I don't understand this point. The North Sea oil and gas producers will sell to France and Germany anyway, I don't see what being in the EU has to do with it. Does it offer some level of supply protection by treaty or something?
The EU is heavily reliant on gas and oil imports. The vast majority of these are from Russia, which is building a gas cartel. The EU’s energy dependency rate causes concern because of the shortfall between production and consumption; the EU’s increasing dependency on energy imports from non-member countries. In 2007, the EU was importing 82% of its oil and 57% of its gas.
Expelling Scotland, an EU oil and gas producer, means that dependency rate is worsened. A higher percentage of oil and gas needs to be imported.

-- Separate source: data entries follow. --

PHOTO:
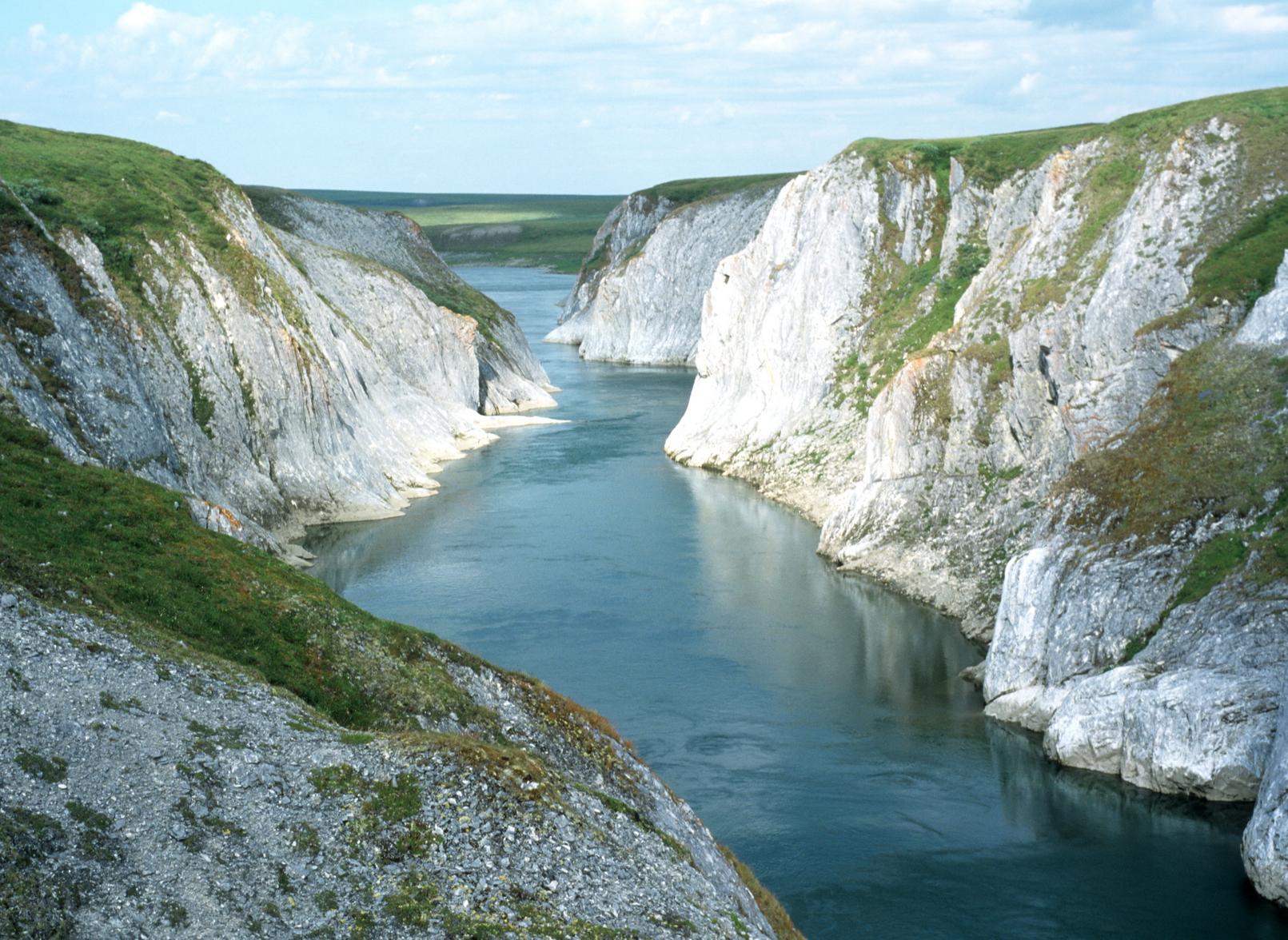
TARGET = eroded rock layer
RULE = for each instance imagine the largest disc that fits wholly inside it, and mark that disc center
(639, 295)
(1036, 380)
(155, 322)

This strengthens Russia’s hand, even if Scotland doesn’t join the Russian gas cartel.
The point of the EU is that it is a single market. Barriers to trade, such as trade tariffs (import and export taxes), import quotas, and so on are eliminated, and so there is a free trade area for goods. The EU has a common external tariff; the same duties and tariffs etc apply to all imports into the EU, no matter which country is importing them. A similar agreement exists for the Customs Union of Belarus, Kazakhstan, and Russia.

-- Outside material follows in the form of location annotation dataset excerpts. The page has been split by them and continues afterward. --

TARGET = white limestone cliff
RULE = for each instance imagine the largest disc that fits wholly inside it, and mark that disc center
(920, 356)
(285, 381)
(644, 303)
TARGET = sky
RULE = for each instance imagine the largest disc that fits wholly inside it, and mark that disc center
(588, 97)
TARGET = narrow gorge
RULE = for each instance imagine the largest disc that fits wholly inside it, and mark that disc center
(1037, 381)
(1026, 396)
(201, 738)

If some of those goods are no longer inside the EU but outside it, then not only are the single market trading advantages lost, but the overall energy dependency balance is tipped further to the advantage of the Russian Customs Union. Even if Scotland doesn’t join the Russian Customs Union.

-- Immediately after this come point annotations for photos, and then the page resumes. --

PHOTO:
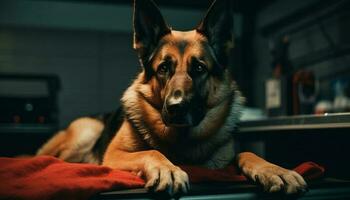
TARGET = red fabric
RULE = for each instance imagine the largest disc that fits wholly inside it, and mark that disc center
(46, 177)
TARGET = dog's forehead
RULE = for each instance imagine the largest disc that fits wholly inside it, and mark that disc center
(183, 41)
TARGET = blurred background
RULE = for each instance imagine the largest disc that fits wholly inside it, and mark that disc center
(61, 59)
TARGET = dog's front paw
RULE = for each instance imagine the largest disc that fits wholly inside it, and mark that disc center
(168, 178)
(275, 179)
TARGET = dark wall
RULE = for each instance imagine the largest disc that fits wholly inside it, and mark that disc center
(304, 41)
(94, 67)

Germany is EU’s biggest net energy importer, but France, despite its large nuclear sector, is also high in the table of oil and gas importers. Although the euro crisis has put strain on the Franco-German relationship, they are still major drivers of the EU.
The EU energy security policy concentrates on how to produce more energy within the single market, and necessarily focuses on nuclear and renewable, since further gas and oil reserves cannot be manufactured. (Russia also has a strong hand in solid coal exports). Expelling an internal gas and oil supply will multiply the renewables or nuclear generation needed, and given the proportion, the effect would be greater than if the EU had a lower dependency rate. Since renewable are already struggling to achieve quotas, and nuclear is politically sensitive, this makes expelling an oil and gas supply even more critical.
In short, it will be a strong driver for Germany and France to want to keep Scotland in the EU.